The confinement of political prisoners Roger Reyes Y miguel mendoza has directly affected the health of his daughters, all under ten years of age, for which the lawyer and the sports writer started a hunger strike in El Chipoteso that the regime allows them to see them and thus try to improve them.
“Girls (three and five years old) constantly get sick and I think it’s a way for his body to say: ‘I have a depressed immune system because I feel the absence of my father’”, explains Fernanda Guevara, kings wife.
Margin Pozo, Mendoza’s partner, explained that her nine-year-old daughter has gotten sick more often since the journalist was arrested on June 21, 2021. According to the mother, the girl suffers from anxiety, suffers from headaches and in the last month he has been sick twice.
“The pediatrician and the psychologist agree that this is due to tension or the emotional part because he does not have a fever, he does not have any infection that we can associate with these headaches. We are very concerned, as relatives of Miguel, for the girl’s health, for the emotional part, ”she laments.
Guevara and Pozo spoke with the program This week —which is broadcast on YouTube and Facebook Live, due to government censorship— and explained the decision to start a hunger strike made by the political prisoners to their relatives during the last visit. For Mendoza and Reyes, this would be the extreme measure they would take in the face of the authorities’ denial of requests from prisoners of conscience. Their family fears that their health will deteriorate further due to the poor conditions they find.
With Reyes and Mendoza, there are five political prisoners who have resorted to a hunger strike since last August. In that condition were the activist Tamara Davila and the journalist Michael Morathat they suspended the measure after getting to see their children.
The former guerrilla Dora María Téllez began last week a hunger strike to demand an end to solitary confinement and the torture to which she has been subjected for more than 15 months in the Judicial Assistance Directorate (DAJ).
Concerned about the health of political prisoners
Well comments that She is very worried about the decision that her partner made, so she told him not to put his health at risk, but knowing that his daughter suffers from his absence, he decided to sacrifice himself. Mendoza is a chronic patient and has lost over 30 pounds at El Chipote.
“He (Mendoza) sent word to me with other relatives of prisoners, who share a cell with him, that if they did not let the girl see him before September 19, he was going to make the decision to start a hunger strike. When Miguel expresses something he fulfills it. We are very worried, above all because, as everyone could see on September 1, how Miguel is physically and in health,” warns Pozo.
Guevara indicates that, in the case of Reyes, the decision had been considered for a month. “I feel that Róger found himself between a rock and a hard place because they left him no choice but to go on a hunger strike, to be able to see his daughters. Personally, I am very concerned about his physical health.
Reyes has presented various physical and psychological ailments in prison. He has suffered from depression, stress, severe headaches, was in isolation and on a hunger strike to demand mental health care, according to relatives.
In recent months, Guevara has had to deal with questions from minors about the whereabouts of his father, mainly on special dates. Last June, when Father’s Day was celebrated in Nicaragua, was one of the difficult dates for her eldest daughter, who attends preschool and saw how the other children celebrated with her parents.

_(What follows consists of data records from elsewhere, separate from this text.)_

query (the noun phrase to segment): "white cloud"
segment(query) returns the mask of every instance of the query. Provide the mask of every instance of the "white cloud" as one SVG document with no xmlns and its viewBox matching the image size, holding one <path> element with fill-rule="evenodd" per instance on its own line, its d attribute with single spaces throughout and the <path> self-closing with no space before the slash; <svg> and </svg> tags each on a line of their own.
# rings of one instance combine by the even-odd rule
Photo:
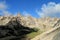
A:
<svg viewBox="0 0 60 40">
<path fill-rule="evenodd" d="M 36 12 L 40 17 L 59 17 L 60 3 L 49 2 L 48 4 L 43 4 L 42 8 Z"/>
<path fill-rule="evenodd" d="M 5 1 L 0 2 L 0 15 L 5 15 L 5 16 L 11 15 L 11 13 L 7 9 L 8 9 L 8 5 L 6 4 L 6 2 Z"/>
<path fill-rule="evenodd" d="M 24 11 L 23 13 L 23 16 L 31 16 L 31 14 L 29 14 L 28 12 Z"/>
</svg>

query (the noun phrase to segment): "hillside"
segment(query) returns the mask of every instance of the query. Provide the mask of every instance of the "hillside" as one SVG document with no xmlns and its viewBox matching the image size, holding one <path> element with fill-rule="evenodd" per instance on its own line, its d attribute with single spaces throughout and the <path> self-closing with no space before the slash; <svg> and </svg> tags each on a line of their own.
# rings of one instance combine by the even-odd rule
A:
<svg viewBox="0 0 60 40">
<path fill-rule="evenodd" d="M 0 40 L 27 40 L 25 39 L 26 34 L 36 32 L 34 28 L 40 30 L 38 33 L 48 31 L 54 28 L 59 20 L 59 18 L 34 18 L 20 14 L 17 16 L 0 16 Z"/>
</svg>

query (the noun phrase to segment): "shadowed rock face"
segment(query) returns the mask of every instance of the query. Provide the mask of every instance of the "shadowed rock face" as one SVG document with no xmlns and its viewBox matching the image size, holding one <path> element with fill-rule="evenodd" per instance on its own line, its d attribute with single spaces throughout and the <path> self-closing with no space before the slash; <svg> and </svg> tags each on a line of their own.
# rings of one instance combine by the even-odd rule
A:
<svg viewBox="0 0 60 40">
<path fill-rule="evenodd" d="M 0 40 L 29 40 L 25 35 L 33 31 L 31 28 L 22 26 L 15 18 L 6 25 L 0 25 Z"/>
<path fill-rule="evenodd" d="M 57 33 L 52 40 L 60 40 L 60 32 Z"/>
</svg>

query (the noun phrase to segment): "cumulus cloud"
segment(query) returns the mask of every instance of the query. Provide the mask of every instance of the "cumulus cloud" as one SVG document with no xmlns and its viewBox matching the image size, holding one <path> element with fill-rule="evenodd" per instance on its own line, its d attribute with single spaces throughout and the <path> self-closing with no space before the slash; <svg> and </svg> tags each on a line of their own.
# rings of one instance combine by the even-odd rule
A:
<svg viewBox="0 0 60 40">
<path fill-rule="evenodd" d="M 60 17 L 60 3 L 43 4 L 42 8 L 36 12 L 40 17 Z"/>
<path fill-rule="evenodd" d="M 31 14 L 29 14 L 28 12 L 24 11 L 23 13 L 23 16 L 31 16 Z"/>
<path fill-rule="evenodd" d="M 9 8 L 8 8 L 8 5 L 6 4 L 6 2 L 5 1 L 0 2 L 0 15 L 4 15 L 4 16 L 11 15 L 11 13 L 7 9 L 9 9 Z"/>
</svg>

It reveals that, until three weeks ago, the two minors found out that Reyes is in prison because he wanted to spare them pain and worry. “I think they feel a lot of peace (to know the whereabouts of their father) because they don’t know the whole context behind it. I can’t deal with these issues with them because, after all, they are girls. My job as a mother has been to protect them as much as possible.”
They ask for “at least one call”
CONFIDENTIAL has confirmed, with reports from human rights defenders and relatives of political prisoners, that at least 18 minors still do not see or have any kind of communication with their parentsunjustly imprisoned in 2021.
One of them is the son of Suyen Barahona, president of the Democratic Renovating Union (Unamos), formerly called the Sandinista Renovating Movement (MRS). The minor has had to remember his mother, whom he has not seen for more than 460 days, through photographs and videos. The five-year-old boy asks about her every day and for her father, César Dubois, it is increasingly difficult to explain her absence.
“It has left a huge void. She (Suyen) is everything in his life. So, these 467 days have been very terrible because we have not been able to count on her, we have not been able to talk, we have been able to see her, hear her laugh. My son always asks about her and the days go by and it is increasingly difficult to justify that absence”, Dubois confesses to This week.
Relatives of Barahona last Thursday they asked the Government of Daniel Ortega and Rosario Murillothat they allow the political prisoner at least one phone call with her son.
“They are violating not only the rights of political prisoners, but also the rights of all these boys and girls who are growing up with that emptiness in their lives,” claims the husband.